Jean Daniel, le Tunisien, par Guy Sitbon
Il avait fait de la Tunisie sa seconde patrie. Dès qu’il trouvait un créneau de liberté dans son agenda surchargé, d’un saut il se retrouvait à Sidi bou Saïd, plus précisément au Dar Saïd où l’attendait sa chambre attitrée aux triples fenêtres en moucharabia donnant sur le Golfe.
Sidi Bou, en ce tout début des années 60, n’avait pas grand’chose de commun avec le charmant village touristique qu’il est devenu aujourd’hui. Sa rue principale était à peu près déserte. En lieu et place des actuelles boutiques de souvenirs, se prélassaient échoppes de bouchers, marchands de légume, épiciers ronronnant une bonne partie de la journée. Hormis quelques maisons habitées par une aristocratie millénaire, la plupart des maisonnettes suintaient d’une digne indigence non moins antique.
Correspondant du Monde, je crois bien avoir été le premier journaliste à m’y établir dans une maison dotée d’une large terrasse à l’aplomb de la falaise proche de l’actuel Café des Délices. Mon ami Jean Daniel prit ses habitudes à l’hôtel. Le sociologue et romancier Jean Duvignaud nous rejoignit avec son épouse puis le journaliste du New York Times Thomas Brady. Suivirent Arslan Humbaracchi, un ex-communiste turc correspondant de The Economist, Andrew Boroviek pour l’Associated Press, Josette Alia et Raouf Ben Brahem. Les peintres Jalel Ben Abdallah et Hedi Turki y résidaient déjà depuis belle lurette. Quelques diplomates britanniques et grecs nous rejoignirent et tout ce petit monde formait famille, tribu, confrérie sous l’ascendant souverain de Jean Daniel, notre maître à tous.
Jean avant de créer le Nouvel Observateur s’exprimait dans L’Express où il s’était imposé comme le meilleur connaisseur du Maghreb. Proche de Bourguiba et du tout jeune Béji Caïd Essebsi, de Béchir ben Yahmed et de l’imposant Mohammed Masmoudi, de Hédi Nouira et de Taieb Mehiri, rien ne se tramait en ville sans qu’il en soit partie prenante. Ses articles, soigneusement lus et relus, formaient le point de départ de toute réflexion sur les événements du moment.
En vérité, les raisons professionnelles de sa présence à Tunis finirent par passer au second plan. Son bonheur, il le trouvait sur les plages de Gammarth, au restaurant Chez Slah, sur les marches du Café des Nattes de Sidi Bou où, à la nuit tombée, sous la direction d’un cheikh jovial, nous nous asseyons dans l’obscurité pour chanter en chœur du malouf.

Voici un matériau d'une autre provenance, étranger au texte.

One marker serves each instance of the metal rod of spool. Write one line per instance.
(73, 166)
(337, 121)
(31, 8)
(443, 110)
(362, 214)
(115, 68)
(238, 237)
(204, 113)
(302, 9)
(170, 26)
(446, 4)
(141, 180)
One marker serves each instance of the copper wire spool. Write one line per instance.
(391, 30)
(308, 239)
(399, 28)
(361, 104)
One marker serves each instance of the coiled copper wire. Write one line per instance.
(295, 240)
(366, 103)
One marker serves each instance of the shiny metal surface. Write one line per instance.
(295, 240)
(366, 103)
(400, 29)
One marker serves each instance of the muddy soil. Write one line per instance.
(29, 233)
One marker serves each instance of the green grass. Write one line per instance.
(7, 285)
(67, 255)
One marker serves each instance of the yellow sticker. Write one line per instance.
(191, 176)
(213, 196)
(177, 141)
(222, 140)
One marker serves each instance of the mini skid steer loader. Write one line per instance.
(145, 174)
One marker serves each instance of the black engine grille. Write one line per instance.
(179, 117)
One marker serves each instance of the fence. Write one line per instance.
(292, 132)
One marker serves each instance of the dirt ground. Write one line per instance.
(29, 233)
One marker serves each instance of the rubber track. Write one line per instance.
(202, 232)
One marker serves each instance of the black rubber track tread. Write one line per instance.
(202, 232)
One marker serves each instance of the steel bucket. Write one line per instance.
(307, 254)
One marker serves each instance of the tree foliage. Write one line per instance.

Chouchana ya Chouchana avait été élevé au rang d’hymne de la confrérie.
Devenu fondateur et directeur du Nouvel Observateur, il ne revint plus à Tunis que pour le plaisir d’y vivre. Son Algérie natale partie en fumée révolutionnaire, c’est en Tunisie, auprès de ses amis, ses frères de cœur et de combat, qu’il retrouvait le parfum et la musique de sa Méditerranée tant aimée. Il nous a quitté hier dans sa centième année. Allah yerhamou.